I also worked on adding support for *complex multiplication matrices*. It’s pretty straightforward: implement an algorithm that multiplies two complex matrices together. By next week, I hope to post my work so far on Github.

Additionally, I started working on a matrix distance calculator, for measuring how “close” two matrices are to each other.

Finally, I obtained a brand-new Altera DE-1 board from deep in the bowels of the computer lab here at UW. It was still in its brand new box from the turn of the millennium! It’s not the best hardware to work with, but it works.

**Potential Problem: Calculation Precision**

The Altera CycloneII FPGA I’m using has hardware multiplier units that support 18-bit operands. Since I know that all my numbers are between -1 and 1, I use all 18 bits for the fractional part of the numbers. I tack on an extra sign bit that is manipulated outside of the hardware multipliers, so I can get as much precision out of calculations as possible.

However, the least significant bit of my multiplication results is not always correct. If that bit is wrong, my answer is off by 3.8×10^-6. That error can accumulate over each subsequent calculation, resulting in inaccurate gate sequences.

To improve accuracy, I may need to use more bits to store my numbers. The Altera CycloneII FPGA’s multiplier blocks can operate on two pairs of 9-bit operands, or one pair of 18-bit operands. If I need larger numbers, I would split them into 9-bit or 18-bit parts, multiply each part of the first operand with each part of the second, and add the results (with some shifting). Thus, if each number is split into N parts, I need N^2 multipliers.

As you may guess, the tradeoff is the *time and resources vs. the accuracy*. If I want the accuracy of Fowler’s C++ implementation, which uses doubles, I would need at least 52-bit numbers. I would need *9 multiplier units* just to multiply two numbers, and I’d have to add all of those results, taking even more precious clock cycles to complete.

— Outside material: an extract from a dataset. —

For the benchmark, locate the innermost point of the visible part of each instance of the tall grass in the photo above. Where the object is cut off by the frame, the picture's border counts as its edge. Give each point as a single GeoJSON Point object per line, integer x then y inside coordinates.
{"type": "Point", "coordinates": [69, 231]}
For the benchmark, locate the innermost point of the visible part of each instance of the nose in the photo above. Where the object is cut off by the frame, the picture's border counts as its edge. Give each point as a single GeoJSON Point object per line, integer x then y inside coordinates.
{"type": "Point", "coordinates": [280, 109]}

Thus, in order to guarantee the accuracy of my calculations, I need to quantify the relationship between the number of bits and the resulting error: how many bits do I need to maintain a tolerable level of error? I’m at a loss for how to do this, so tips would be appreciated.

**Coming Next Week**

- Implement the entire algorithm on the FPGA.
- Have a design meeting with hardware professor Carl Ebeling, to brainstorm strategies for optimization.
- Meet with quantum theory professor Aram Harrow, to brainstorm various mathematical optimizations.
- Figure out how to optimize the number of bits.